Die Fotos zeigen Menschen, Flüchtlinge aus Tschetschenien, und ihr Leben in den Zeltlagern. Eine Frau spielt Akkordeon in einer Gruppe von Kindern. Die Sonne scheint, zwei Kinder tanzen, die Gesichter scheinen betrübt. Diesen Eindruck verstärkt ein Mädchen, das mit leidenschaftlicher Hingabe tanzt. Das Foto hält ihre Bewegung fest in einem Moment, der das schmerzliche Bewusstsein der eigenen Lage zeigt. Und dieses Bewusstsein wird ausgedrückt auf die lebendigste Weise, die wir kennen: sie tanzt. Vor ihr steht ein Mann im Bild, der Tarnkleidung trägt und eine Maschinenpistole. Wie kann man in solchen Situationen fotografieren? Wie reagierten die Menschen darauf?
"In Tschetschenien und Inguschien konnte ich sehr gut fotografieren, ausgezeichnet. Ich hatte praktisch keine Probleme. Das verdanke ich dem Umstand, dass ich von der tschechischen katholischen Caritas eingeladen war, die sich dort schon einige Jahre engagiert. Die Leute von der Caritas kümmern sich z. B. um 1000 Kinder, sie haben Schulen gebaut und verschiedene andere Einrichtungen wieder aufgebaut. Sie haben eine Menge Geld investiert für das Leben der Menschen. Die Menschen dort sind der Caritas sehr dankbar. Und da ich von Mitarbeitern der Caritas begleitet wurde, hatte ich keine Probleme, die Menschen zu fotografieren."
Streit fotografierte die Menschen in ihren alltäglichen Lebenssituationen: betende Männer, ein krankes Kind das gepflegt wird, eine werdende Mutter oder Frauen beim Ballspielen. Doch die Bilder drücken weit mehr aus. Sie zeigen den Schmerz und die Hoffnung dieser Menschen, ihre Trauer und Freude - ihr Leid, ihre Zuversicht, ihre Träume.

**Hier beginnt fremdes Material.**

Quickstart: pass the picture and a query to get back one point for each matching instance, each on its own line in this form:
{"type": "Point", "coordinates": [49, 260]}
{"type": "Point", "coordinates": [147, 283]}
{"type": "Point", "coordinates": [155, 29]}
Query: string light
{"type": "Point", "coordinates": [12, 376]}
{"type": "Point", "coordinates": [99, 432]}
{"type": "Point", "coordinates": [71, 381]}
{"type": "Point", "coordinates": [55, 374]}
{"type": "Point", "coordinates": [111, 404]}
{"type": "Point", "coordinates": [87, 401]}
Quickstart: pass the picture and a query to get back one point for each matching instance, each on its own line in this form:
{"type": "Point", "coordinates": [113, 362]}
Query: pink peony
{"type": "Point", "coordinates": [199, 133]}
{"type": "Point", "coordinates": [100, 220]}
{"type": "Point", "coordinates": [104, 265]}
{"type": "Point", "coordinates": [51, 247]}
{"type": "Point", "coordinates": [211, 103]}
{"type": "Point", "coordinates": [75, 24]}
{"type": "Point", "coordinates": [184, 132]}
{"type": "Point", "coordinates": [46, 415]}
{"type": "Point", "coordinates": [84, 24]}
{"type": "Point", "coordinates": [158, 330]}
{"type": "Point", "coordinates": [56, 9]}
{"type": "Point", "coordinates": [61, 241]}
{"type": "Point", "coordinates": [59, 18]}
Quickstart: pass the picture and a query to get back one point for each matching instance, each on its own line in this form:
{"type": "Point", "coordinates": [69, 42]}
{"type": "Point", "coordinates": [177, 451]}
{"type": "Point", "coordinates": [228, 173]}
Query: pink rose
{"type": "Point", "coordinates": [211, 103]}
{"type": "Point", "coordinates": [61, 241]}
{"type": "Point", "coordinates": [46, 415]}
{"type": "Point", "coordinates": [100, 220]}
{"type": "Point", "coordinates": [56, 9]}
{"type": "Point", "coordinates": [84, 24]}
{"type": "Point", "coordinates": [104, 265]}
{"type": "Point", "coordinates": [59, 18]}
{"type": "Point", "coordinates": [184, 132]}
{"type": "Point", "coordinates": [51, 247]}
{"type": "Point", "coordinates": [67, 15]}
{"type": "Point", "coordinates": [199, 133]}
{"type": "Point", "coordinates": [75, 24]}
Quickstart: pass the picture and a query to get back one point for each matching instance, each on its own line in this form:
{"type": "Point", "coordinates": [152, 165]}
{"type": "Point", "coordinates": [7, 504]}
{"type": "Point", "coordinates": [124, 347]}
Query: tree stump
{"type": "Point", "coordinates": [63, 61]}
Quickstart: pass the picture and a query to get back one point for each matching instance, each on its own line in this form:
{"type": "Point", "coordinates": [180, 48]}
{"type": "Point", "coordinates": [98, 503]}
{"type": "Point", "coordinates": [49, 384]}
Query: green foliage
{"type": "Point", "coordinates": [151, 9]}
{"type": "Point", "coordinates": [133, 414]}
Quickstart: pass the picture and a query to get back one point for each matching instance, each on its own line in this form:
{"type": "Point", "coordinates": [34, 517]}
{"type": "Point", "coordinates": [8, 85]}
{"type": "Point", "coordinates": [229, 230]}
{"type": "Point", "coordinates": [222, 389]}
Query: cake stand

Die elf gezeigten Bilder vermögen fast alles über diese Menschen zu sagen, fast alles, was wichtig ist.
"Ich bedanke mich für diese Worte, die Sie gesagt haben. Ja, die elf Bilder reichen aus, die Atmosphäre auszudrücken. Auf der Ausstellung waren allerdings eine Menge Leute, denen elf Bilder zu wenig waren."
Die Bilder von Streit füllen den Ausstellungsraum, sie machen auf sich aufmerksam, sie haben Gewicht. Sie sind großformatig, lassen sich ruhig betrachten, und es gibt weder Titel noch Ortsangaben. Kein Text lenkt ab. Wer etwas über die Bilder erfahren will, muss sie betrachten. Genau das will Streit erreichen.
"Ich sage, was das anbelangt, solange die Fotos nicht aus sich selbst heraus sprechen, solange sie keinen Gehalt haben, hilft ihnen der Titel auch nicht viel. Ich möchte Fotos machen, die keine Titel brauchen."
Ohne Titel treten die Menschen auf den Fotos noch stärker hervor. Wir sehen ihr Leben, ihr Erleben, das auch uns angeht.
"Das ist richtig, das ist es, was ich will. Ich fotografiere dann, wenn es mir gelingt, dass der Ausdruck der Menschen und meine Gedanken so stark sind, dass es keine Überschrift braucht."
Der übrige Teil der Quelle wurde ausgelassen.